The effect of Lp-I and Lp-I^RR on S. aureus viability was also evaluated by using the same concentrations and incubation time causing the membrane permeabilization (Fig 4A and 4B). The significant reduction of the number of viable cells after USCLs treatment (S5 Fig), indicates that membrane damage induced by Lp-I and Lp-I^RR was lethal for bacterial cells.

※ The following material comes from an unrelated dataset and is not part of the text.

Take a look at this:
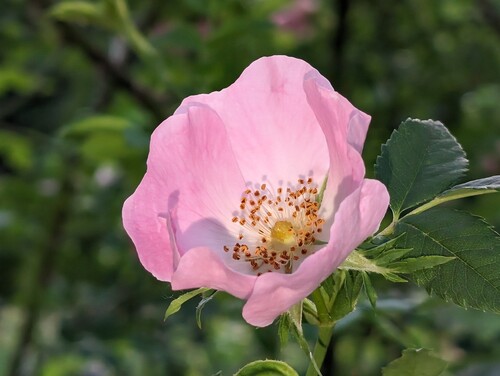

We also investigated the effect of the USCLs treatment on S. aureus morphology, by using scanning electron microscopy (SEM) (Fig 4C, 4D and 4E). The treatment with Lp-I and Lp-I^RR induced dramatic morphological changes on the bacterial surface: untreated cells had a normal, smooth surface (Fig 4C), whilst the surface of cells treated with Lp-I (Fig 4D) and Lp-I^RR (Fig 4E) became roughening and blebbing. Moreover, treated cells with Lp-I often showed holes in their surface, and cellular debris likely arising from cell lysis. Indeed, these morphological alterations of bacterial surface indicated a membrane-damaging activity of these USCLs, in agreement with data obtained in PI-uptake assays.